1.) Most people feel left behind in some way — no matter what their life is like

2.) People need and want help, and people need and want to provide help

3.) Incredibly Bad at Communicating with One Another

4.) Bourgeois American Culture and White Supremacy are all about the myths of self-reliance and perfection

5.) Because we are so bad at asking for and receiving help, we need scripts and plans

6.) Friendship, care, and community-building is periodically no fun at all. It’s un-optimizable. You can’t put it in your resume. You can’t buy it, or hack it, or fast-track it. But its value is beyond measure.

Some of the suggestions:

(for those with kids) If you’re scared of how your kid might behave around your friend, make that known. It will make you feel better, and ideally you’ll be able to talk about why that fear exists, and how to soothe it.

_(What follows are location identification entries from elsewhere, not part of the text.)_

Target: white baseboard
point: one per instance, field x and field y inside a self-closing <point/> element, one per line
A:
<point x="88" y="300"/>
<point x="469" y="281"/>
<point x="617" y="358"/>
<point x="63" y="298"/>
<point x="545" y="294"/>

(for those who are child-free) If your friends have just had a baby: they don’t need help with the baby; they need help with the rest of their lives. This is the time to leave the bag of groceries on their stoop, to show up and clean the kitchen while they shower, to take their car to get the oil changed. Offer very specific ways that you will help and when you will be there to do it, because they are too exhausted to schedule anything or even imagine what they need.